Sec. Elaine Chao is the current U.S. Secretary of Labor and a former Director of the Peace Corps. She was was born in Taipei Taiwan Sec. Carlos Gutierrez is the current U.S. Secretary of Commerce. He was born in Havana, Cuba. So my friends-- always look to history for a portrait of the future. When the first eight presidents were born, they were all born prior to 1787 when the Constitution was ratified- and until that Constitution was ratified there was no United States of America. The Articles of Confederation was all power to individual states and did not recognize America as anything but a confederation. A confederation based on the Ancient Greeks formula unites a people by language, mores, philosophy and common interest but not to govern as a central government.
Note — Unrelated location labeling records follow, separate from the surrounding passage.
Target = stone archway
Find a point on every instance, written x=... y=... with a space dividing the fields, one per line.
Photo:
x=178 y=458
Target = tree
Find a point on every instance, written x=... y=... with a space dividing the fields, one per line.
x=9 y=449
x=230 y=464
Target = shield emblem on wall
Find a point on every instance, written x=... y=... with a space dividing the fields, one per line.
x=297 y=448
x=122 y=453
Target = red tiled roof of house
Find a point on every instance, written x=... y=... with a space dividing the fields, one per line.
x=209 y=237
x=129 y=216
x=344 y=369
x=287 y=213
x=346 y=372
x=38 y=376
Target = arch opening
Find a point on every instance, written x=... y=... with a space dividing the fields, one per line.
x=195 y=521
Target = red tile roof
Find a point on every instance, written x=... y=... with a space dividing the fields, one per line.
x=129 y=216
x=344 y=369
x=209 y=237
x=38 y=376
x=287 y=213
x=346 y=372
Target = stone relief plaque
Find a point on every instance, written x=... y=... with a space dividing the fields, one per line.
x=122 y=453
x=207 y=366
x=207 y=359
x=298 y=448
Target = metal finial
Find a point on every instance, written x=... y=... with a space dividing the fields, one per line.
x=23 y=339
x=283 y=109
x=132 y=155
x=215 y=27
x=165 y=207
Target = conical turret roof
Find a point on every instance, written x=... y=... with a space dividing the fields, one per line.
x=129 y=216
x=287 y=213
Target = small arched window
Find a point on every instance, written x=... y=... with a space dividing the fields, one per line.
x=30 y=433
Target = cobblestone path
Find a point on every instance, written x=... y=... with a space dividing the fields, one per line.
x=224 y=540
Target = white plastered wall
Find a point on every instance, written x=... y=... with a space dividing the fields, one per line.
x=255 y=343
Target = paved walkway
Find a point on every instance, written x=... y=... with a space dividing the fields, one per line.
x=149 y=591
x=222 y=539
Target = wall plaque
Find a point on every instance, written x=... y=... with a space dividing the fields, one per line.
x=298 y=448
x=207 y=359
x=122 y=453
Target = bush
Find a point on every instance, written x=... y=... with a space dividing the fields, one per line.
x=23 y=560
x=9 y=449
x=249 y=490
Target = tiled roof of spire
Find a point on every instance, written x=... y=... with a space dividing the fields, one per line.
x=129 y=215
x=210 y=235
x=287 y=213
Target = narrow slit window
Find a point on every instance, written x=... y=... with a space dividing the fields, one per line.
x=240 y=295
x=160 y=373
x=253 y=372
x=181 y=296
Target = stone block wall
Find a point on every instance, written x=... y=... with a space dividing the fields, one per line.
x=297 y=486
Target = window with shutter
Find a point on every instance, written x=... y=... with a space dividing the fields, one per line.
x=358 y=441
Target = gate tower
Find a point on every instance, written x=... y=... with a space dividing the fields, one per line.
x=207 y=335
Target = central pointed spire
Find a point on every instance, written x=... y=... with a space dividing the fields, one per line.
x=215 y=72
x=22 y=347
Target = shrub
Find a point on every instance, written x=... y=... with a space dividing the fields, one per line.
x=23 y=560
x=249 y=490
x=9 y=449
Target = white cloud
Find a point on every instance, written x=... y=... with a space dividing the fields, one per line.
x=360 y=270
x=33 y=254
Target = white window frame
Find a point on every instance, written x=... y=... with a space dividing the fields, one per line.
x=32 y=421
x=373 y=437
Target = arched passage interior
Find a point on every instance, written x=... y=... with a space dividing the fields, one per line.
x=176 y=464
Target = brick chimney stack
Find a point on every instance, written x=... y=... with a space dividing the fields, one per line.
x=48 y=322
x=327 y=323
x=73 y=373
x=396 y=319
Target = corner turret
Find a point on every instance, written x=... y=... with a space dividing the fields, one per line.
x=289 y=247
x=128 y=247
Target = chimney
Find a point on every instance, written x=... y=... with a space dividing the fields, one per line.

There you are. case closed!

5 comments:

Ted said...

Seems the Supreme Court is waiting to hear from me before issuing a decision on Donofrio, so here goes: Albeit the Court is loathe to enter this dispute, it now has no choice (thanks to the audacious one — and I don’t mean Leo, I mean Barack) and the ONLY WAY to bring closure, knowing CLOSURE IS ABSOLUTELY ESSENTIAL before any Presidential inauguration, is to back the Constitution, meaning, Obama is NOT an Article II “natural born citizen” (albeit he may be a “citizen”) .

Ted said...

REVISED: Seems the Supreme Court is waiting to hear from me before issuing a decision on Donofrio, so here goes: While the Court is more than loathe to enter this dispute, currently it has no choice (thanks to the audacious one — and I don’t mean Leo, I mean Barack) and the ONLY WAY to bring closure, knowing CLOSURE IS ABSOLUTELY ESSENTIAL before any Presidential inauguration, is to back the original intent of the Constitution, meaning, Obama is NOT an Article II “natural born citizen” (albeit Obama may or may not be a “citizen”, a question heated by the steadfast refusal of the DNC or any of the Secretaries of State to require his birth certificate, which the Court will now not have to confront).